Local Grooves

Excuses for Skipping
Excuses for Skipping (Holly Park Music)

"When it gets too much, sometimes I think too much, but you told me to think about that later," Linda Moody sings on "Kirrie," the first and most instantly likable track on Excuses for Skipping's five-song demo. It sounds like she's followed that advice around for a while – you can feel the magnetic pull in a long-gone relationship that's still dragging the singer off-center years down the line. A haunted-sounding guitar trails along behind her vocals, and its moody romanticism makes me think of Versus circa Stars Are Insane as well as the light-and-dark harmonies of the Butchies.

Moody and Tammy Fortin – who trade off on vocals, keyboards, and bass – are former members of Blue Gum Art, joined here by Chip Dalby on drums.
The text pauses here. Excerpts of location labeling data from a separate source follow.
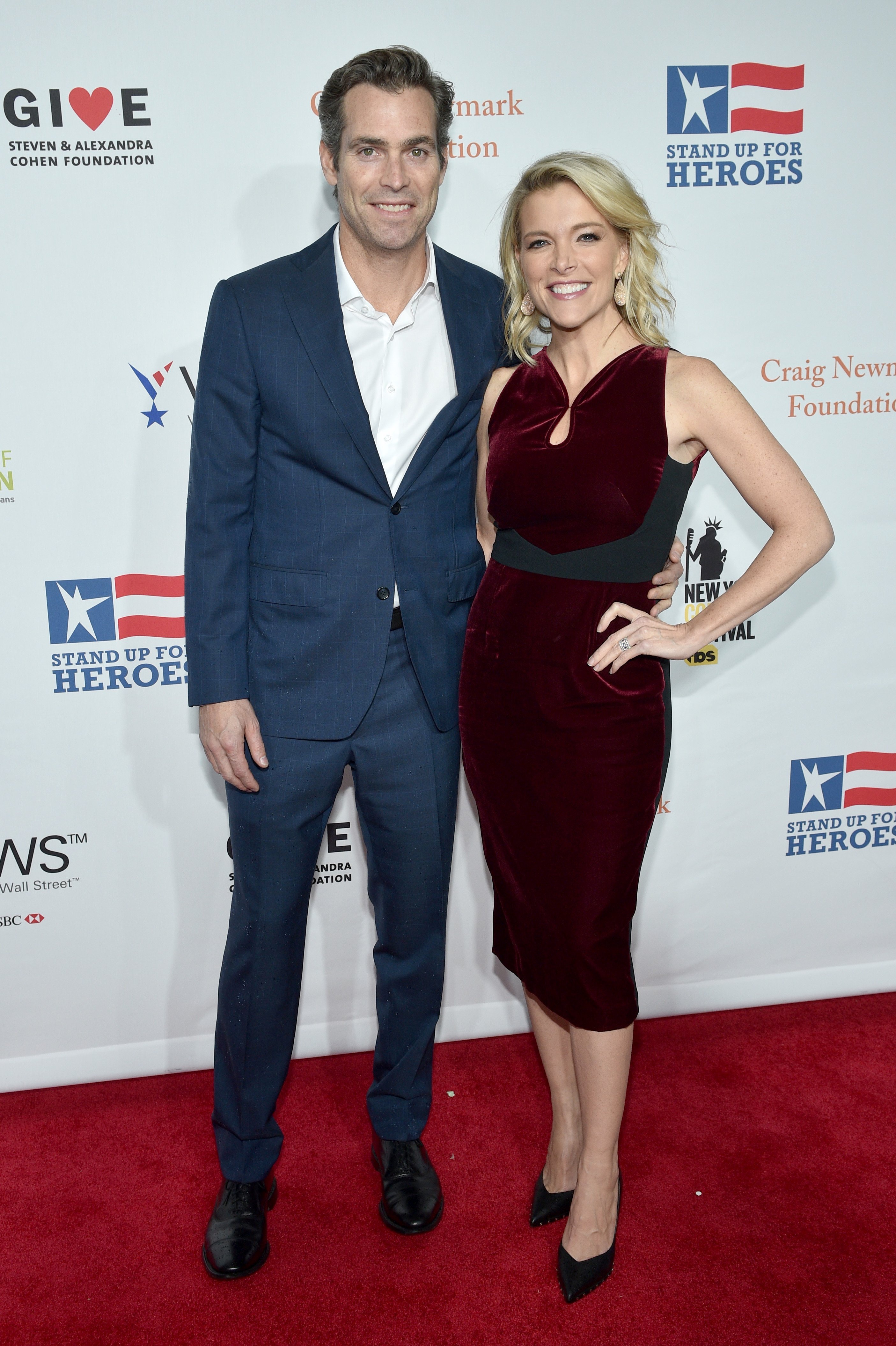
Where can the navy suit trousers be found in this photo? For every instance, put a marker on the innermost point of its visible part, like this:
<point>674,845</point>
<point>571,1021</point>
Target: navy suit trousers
<point>406,773</point>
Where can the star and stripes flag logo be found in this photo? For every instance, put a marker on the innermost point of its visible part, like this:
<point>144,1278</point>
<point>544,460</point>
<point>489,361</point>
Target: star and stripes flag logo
<point>747,96</point>
<point>843,783</point>
<point>115,608</point>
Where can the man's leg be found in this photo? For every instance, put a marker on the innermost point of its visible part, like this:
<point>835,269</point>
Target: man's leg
<point>407,792</point>
<point>275,836</point>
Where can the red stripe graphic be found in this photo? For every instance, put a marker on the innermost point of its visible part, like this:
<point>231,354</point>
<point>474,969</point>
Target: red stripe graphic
<point>758,119</point>
<point>130,626</point>
<point>767,77</point>
<point>871,761</point>
<point>158,586</point>
<point>868,795</point>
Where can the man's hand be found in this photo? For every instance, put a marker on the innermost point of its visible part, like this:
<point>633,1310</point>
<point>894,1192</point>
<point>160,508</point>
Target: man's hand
<point>224,729</point>
<point>668,581</point>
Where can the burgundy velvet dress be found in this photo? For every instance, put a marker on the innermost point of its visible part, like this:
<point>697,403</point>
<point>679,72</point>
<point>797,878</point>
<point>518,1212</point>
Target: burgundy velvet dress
<point>567,764</point>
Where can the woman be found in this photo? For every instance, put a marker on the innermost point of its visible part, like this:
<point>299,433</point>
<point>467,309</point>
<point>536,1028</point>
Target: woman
<point>587,451</point>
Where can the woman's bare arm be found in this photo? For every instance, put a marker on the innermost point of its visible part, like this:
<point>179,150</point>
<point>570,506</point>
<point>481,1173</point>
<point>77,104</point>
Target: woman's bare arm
<point>485,527</point>
<point>705,411</point>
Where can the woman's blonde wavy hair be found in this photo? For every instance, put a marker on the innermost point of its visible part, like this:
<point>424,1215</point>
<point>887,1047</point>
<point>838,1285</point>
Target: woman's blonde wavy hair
<point>649,305</point>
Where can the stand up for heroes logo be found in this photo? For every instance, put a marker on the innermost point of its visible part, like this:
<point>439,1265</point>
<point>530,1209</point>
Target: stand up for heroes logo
<point>726,100</point>
<point>92,611</point>
<point>820,786</point>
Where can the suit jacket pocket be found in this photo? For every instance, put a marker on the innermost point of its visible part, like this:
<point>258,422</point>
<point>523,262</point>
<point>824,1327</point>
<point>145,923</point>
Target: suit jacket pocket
<point>465,582</point>
<point>290,589</point>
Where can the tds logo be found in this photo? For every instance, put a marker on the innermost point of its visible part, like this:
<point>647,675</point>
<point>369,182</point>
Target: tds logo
<point>26,112</point>
<point>829,784</point>
<point>726,100</point>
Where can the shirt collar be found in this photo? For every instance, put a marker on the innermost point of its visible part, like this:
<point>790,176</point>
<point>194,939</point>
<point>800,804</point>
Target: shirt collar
<point>349,291</point>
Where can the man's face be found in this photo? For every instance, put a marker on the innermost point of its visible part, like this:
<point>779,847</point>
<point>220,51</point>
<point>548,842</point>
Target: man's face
<point>389,169</point>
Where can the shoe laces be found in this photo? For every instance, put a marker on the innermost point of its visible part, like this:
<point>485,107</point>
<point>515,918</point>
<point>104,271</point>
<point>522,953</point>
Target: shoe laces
<point>403,1155</point>
<point>239,1197</point>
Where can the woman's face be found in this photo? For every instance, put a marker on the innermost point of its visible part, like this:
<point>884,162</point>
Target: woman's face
<point>569,255</point>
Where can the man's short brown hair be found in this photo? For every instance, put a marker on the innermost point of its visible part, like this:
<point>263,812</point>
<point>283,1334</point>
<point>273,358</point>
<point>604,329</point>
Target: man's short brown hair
<point>393,69</point>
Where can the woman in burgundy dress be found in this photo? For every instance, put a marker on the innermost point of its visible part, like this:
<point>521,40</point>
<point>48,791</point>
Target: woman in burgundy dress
<point>587,451</point>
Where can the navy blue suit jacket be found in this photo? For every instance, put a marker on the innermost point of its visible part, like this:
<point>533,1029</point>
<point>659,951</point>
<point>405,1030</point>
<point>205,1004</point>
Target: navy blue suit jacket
<point>291,525</point>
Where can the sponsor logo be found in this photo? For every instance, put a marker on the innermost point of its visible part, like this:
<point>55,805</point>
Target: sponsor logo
<point>93,611</point>
<point>152,385</point>
<point>53,859</point>
<point>851,396</point>
<point>727,100</point>
<point>823,786</point>
<point>708,556</point>
<point>27,112</point>
<point>326,871</point>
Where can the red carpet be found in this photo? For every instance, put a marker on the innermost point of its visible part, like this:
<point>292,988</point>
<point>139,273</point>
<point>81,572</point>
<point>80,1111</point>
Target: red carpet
<point>782,1118</point>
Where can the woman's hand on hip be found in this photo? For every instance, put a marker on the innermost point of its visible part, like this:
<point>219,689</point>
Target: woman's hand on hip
<point>645,634</point>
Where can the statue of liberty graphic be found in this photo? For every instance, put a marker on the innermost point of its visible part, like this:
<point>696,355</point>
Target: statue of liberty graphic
<point>709,552</point>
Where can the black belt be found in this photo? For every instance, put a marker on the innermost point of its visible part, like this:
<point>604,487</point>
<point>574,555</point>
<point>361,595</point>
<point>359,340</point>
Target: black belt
<point>629,560</point>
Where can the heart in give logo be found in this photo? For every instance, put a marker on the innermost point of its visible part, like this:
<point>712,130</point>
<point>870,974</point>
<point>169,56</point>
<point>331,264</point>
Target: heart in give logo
<point>93,108</point>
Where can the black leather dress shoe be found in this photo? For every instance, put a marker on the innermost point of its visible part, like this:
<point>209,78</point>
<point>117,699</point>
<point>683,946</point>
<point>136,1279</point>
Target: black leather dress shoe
<point>412,1201</point>
<point>237,1235</point>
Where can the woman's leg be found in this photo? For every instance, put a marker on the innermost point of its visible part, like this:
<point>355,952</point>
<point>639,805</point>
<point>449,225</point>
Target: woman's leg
<point>564,1149</point>
<point>600,1063</point>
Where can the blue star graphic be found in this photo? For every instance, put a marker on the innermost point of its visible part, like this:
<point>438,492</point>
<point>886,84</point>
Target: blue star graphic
<point>154,416</point>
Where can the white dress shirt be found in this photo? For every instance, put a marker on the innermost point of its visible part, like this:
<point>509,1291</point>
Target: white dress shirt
<point>404,371</point>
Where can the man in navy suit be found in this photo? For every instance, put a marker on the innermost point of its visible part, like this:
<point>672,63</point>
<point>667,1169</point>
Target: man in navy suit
<point>332,562</point>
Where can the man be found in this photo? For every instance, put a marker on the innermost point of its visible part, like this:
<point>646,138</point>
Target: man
<point>332,562</point>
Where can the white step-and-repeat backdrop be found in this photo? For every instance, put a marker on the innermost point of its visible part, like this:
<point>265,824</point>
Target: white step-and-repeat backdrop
<point>154,149</point>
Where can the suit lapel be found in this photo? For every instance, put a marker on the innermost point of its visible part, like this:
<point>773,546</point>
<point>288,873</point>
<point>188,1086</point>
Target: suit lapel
<point>312,299</point>
<point>466,324</point>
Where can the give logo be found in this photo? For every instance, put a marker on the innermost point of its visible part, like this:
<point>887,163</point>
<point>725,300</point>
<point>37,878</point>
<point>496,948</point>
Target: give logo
<point>22,108</point>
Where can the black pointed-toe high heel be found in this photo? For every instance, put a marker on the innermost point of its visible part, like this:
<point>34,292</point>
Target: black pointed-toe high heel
<point>548,1207</point>
<point>579,1279</point>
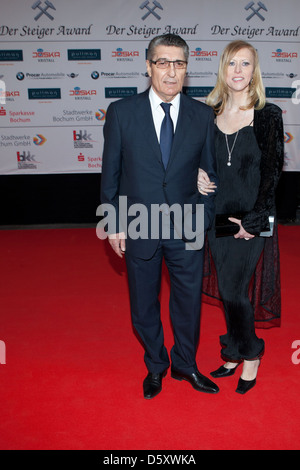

Excuses for Skipping carries forward that band's penchant for pretty pop harmonies and catchy guitar lines, with considerably less emphasis on the folk rock. You could dance to some of these songs. Or you could just mull over the past: many tracks suggest nights spent bingeing on old high school diaries, offering consolation for the shy, nostalgic, heartachy set. Excuses for Skipping perform at the Rock and Roll Spelling Bee (in which this writer is a contestant) Wed/22, El Rio, S.F. (415) 282-3325. (Lynn Rapoport)

Slow Poisoners
Days of the Soft Break (Heyday)

The wry, literate, multi-instrumentalist polymaths of the Slow Poisoners have turned in a pleasing bit of pop song craft with their latest disc, Days of the Soft Break. It's a dense but breezy piece of work, full of delightful and carefully wrought details. Bracing harmonies? Yep. Big, sweeping pop hooks? For sure. Masterful horn-section arrangements? Si. Really excellent Mellotron samples? Dude, right on!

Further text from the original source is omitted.